コードインスペクションとは何か?実施方法とメリット、デメリットを解説

コードインスペクションとは

コードインスペクションとは、ソフトウェア開発におけるレビュー手法の1つで、ソースコードをチェックして不具合や問題点がないかを確認する作業のことです。
ソフトウェアのテストは動的テスト・静的テストの2つに分類され、コードインスペクションは静的テストに該当します。

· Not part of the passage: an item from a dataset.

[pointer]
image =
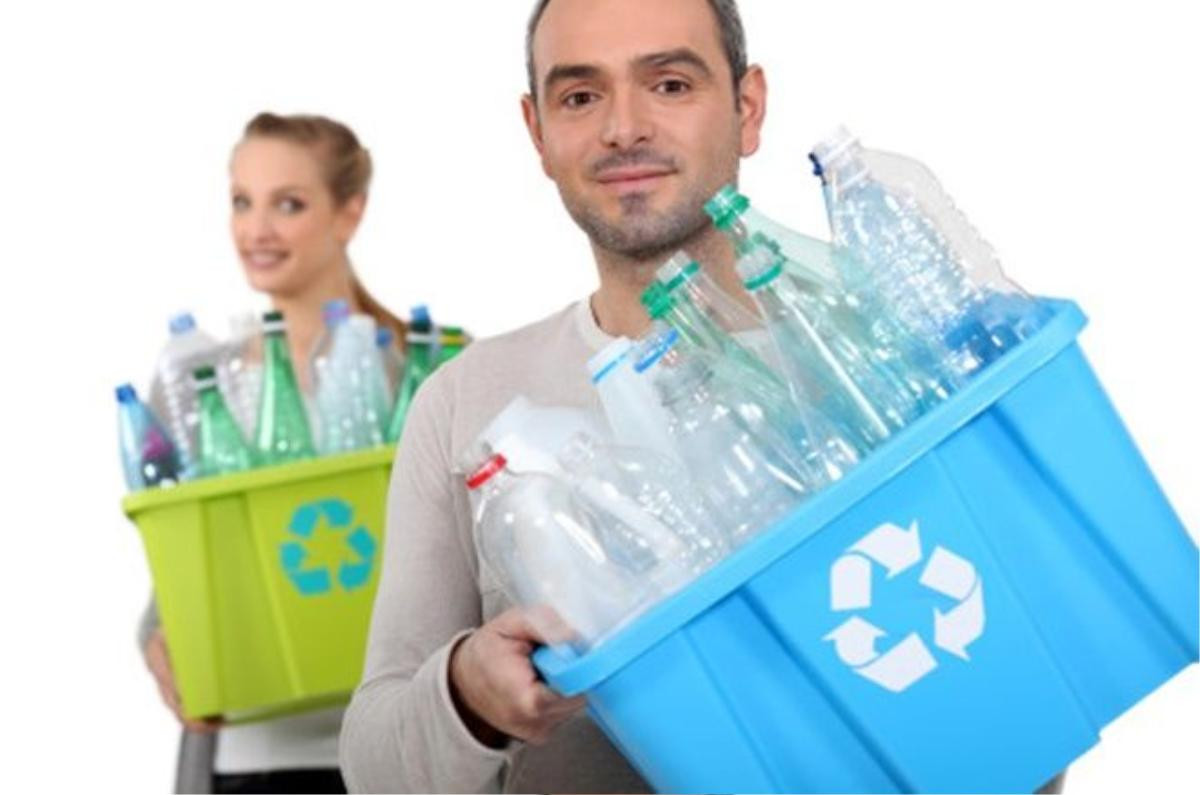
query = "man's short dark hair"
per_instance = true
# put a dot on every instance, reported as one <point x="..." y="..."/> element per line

コーディングが済んだプログラムのソースコードを実行せずに規定通りに書かれているか第三者が確認します。
開発初期のエラーを検出して修正することで、後の段階におけるエラーの検出を回避することができます。

コードインスペクションの実施方法

コードインスペクションは、次の5つのステップで実施されます。

コードインスペクションを実施するチームメンバーを任命する

コードインスペクションに必要なメンバーを集めます。
役割は次のとおりです。

  • 開発者(Author):最初にコードを開発した人物です。
  • モデレーター(Moderator):コードインスペクションを進行します。開発者とは別の人物がなります。
  • リーダー(Reader):コードを読み上げます。これによりチームメンバーがエラーを識別できるようになります。
  • レコーダー(Recorder):コードインスペクションの手順と、チームが指摘した欠陥をレポートにまとめます。

ソフトウェアアプリケーションの目的を説明する

インスペクションを開始するにあたり、最初にキックオフミーティングを開催します。
開発者はチームメンバーに対してソフトウェア開発プロジェクトの目的を説明します。
これによってチームメンバーは開発者が何を達成しようとしていたかを理解できます。
モデレーターはインスペクションの対象となるソース成果物と文書や評価方針、チェックリストなどをチームメンバーに配布します。
チームメンバーは次回のミーティングまでに各自で対象成果物を査読します。

コードインスペクションのチェックリストの項目をすべて実施する

ミーティングではモデレーターが作成したステップに従って実際にコードインスペクションを実施します。
リーダーは、チームメンバーがコードを評価できるようコードを詳細に読み上げます。
レコーダーは、チームが見つけたエラーを文書に記録し、後で参照できるようにします。
チームはチェックリストを使用して進捗状況を確認し、コードインスペクションの結果を提供します。
開発者がチームメンバーからの指摘を採用すれば欠陥として認定されます。

インスペクションの結果から得られたフィードバックを適用する

開発者は結果レポートを参照して、チームメンバーが提案した指示に従ってエラーが発生した場所のソースコードを修正する方法を判断します。
インスペクションチームは、開発者がソースコードを修正する期限を設定することも可能です。
期限を設けることでプロジェクトを迅速に完了させ、クライアントの納期に間に合わせます。

フォローアップミーティングを開催して修正を確認する

モデレーターは、開発者がコードに加えた修正を分析する会議を開催します。
会議では開発者の作業を検査報告書が義務付けた指示と比較します。
修正されたコードが問題ないと認められた場合、インスペクションチームは開発者が検証を適切に完了したことを宣言します。

コードインスペクションを実施するメリット

ソフトウェアプログラムを開発する際にコードインスペクションを実行するメリットには次のようなものがあります。

  • 製品の品質を高められます。
  • コードを声に出してレビューすることで問題を効果的に特定できます。
  • 開発段階での問題解決が可能になるため、リリース後に更新を提供する時間とリソースを節約できます。
  • 今後生じる可能性のあるエラーを防ぐことができます。

コードインスペクションを実施するデメリット

コードインスペクションには次のようなデメリットもあります。

  • 開発者以外の人材リソースが必要です。
  • コードを完全に確認するにはさらに時間がかかる場合があります。コードインスペクションにかかる時間はプログラムの複雑さやインスペクションチームの生産性などによって異なります。
  • レポートの結果が予想よりも広範囲にわたる場合、コードの開発者はインスペクションチームからのフィードバックに抵抗する可能性があります。